被災者でありながらも“おもてなし”を続ける若女将の思い
藤森祥平キャスター:
七尾市の和倉温泉にある創業220年の「美湾荘」からお伝えします。

地震が発生した当時、若女将の多田さんは自分も閉じ込められるんじゃないかという恐怖のもと、とにかく「羽織るものを羽織って外に出て」と館内放送を使って訴え続けたそうです。部屋に閉じ込められてしまった人もいたようで、外階段を使って駆け上がり、バールでこじ開けて救った方もいたそうです。
この温泉街の並びにある「加賀谷」でも、最上階の20階まで駆け上がって1000人規模のお客さんを避難させるように誘導した。
お正月はこの和倉にある温泉旅館はほとんど満室になります。誰1人犠牲にならなかった、命を守りきった。いずれもこれは従業員の皆さんの判断、自発的な取り組みだったそうです。現場を見て、これは奇跡だと思いました。

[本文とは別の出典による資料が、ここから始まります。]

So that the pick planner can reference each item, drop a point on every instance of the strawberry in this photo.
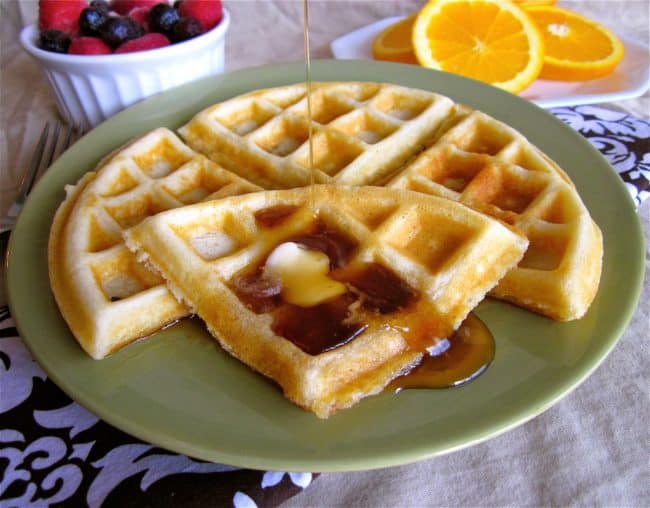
(123, 7)
(89, 46)
(62, 15)
(148, 41)
(207, 12)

現在、和倉一帯はまだ断水していて生活用水は使えません。にもかかわらず、若女将の多田さんは比較的被害の少なかった2階の広間を整理して、能登各地の通信の復旧作業にあたっている作業員の皆さんの寝泊まりする場所を確保したそうなんです。自分のことだけで精いっぱいなはずなんですが、それでも、能登全体の復旧のためのおもてなしを続けているんです。
小川彩佳キャスター:
従業員の皆さんの多くも被災者でいらっしゃるという中で、そうした対応もなさっているんですね。そして、温泉というのは石川県の貴重な観光資源でもありますから、それが今どうなっているのか、建物自体の建て直しもできるのかできないのか、そうしたことも皆さん心配でいらっしゃいますよね。
藤森キャスター:
和倉の温泉についても、今本当に出てくるのかどうなのか。断水ですし、源泉の状態もまだ把握しきれていないそうです。
それから、建物自体のチェックというのもまだ全然できていない。これからようやく専門家による確認が始まるところ。全面建て替えなのか、あるいは改修工事にとどまるのか。
ですから判断するのに時間がかかります。「復興に向けて」なんていう言葉はまだ程遠い状況なんです。
トラウデン直美さん:
こちらとしては、10日経ったから少しずつ支援が届いていたらいいなという気持ちで毎日見ているんですが、どのくらい届いているのかっていうことと、あと、今一番必要なものっていうのはどういったものなんでしょうか。
藤森キャスター:
支援についても人それぞれ必要なものが変わってくると思いますが、明日、明後日暮らしていくための物資というのは次第に集まってきているそうなんです。

ただ、その先です。そもそもここで従業員の皆さんが今後、働き続けられるのか。和倉に残りたいけど残れるのか。何よりも大切なこの働き手が離れてしまっては復興どころではありません。ですから、そのためにも、せめて当面の生活を続けられる最低限の金銭的支援、こういったものを速やかに国や自治体が動くことはできないものかと強く感じます。
それからもう一つ、多田さんがお話になっていたのは風評被害を何とか食い止めたいということなんです。3月の北陸新幹線延伸に伴って、福井県の皆さん一体になって盛り上げようと話をしていた矢先、被災してしまった。現在、福井県の皆さんは「和倉のためにも頑張る」とおっしゃってるそうです。
こちらもそういう声を聞いたら、やっぱり頑張りたいと思っている。ですから、北陸をひとくくりにして、みんなが傷付いてダメージを受けてしまったではなくて、しっかりと正しい情報を得た上で、温泉を楽しめるところは楽しめる、行けるところは行けるんだ、みんなでそういう正しい情報のもと、応援の声を出していけたら、行動できたらいいなと思いました。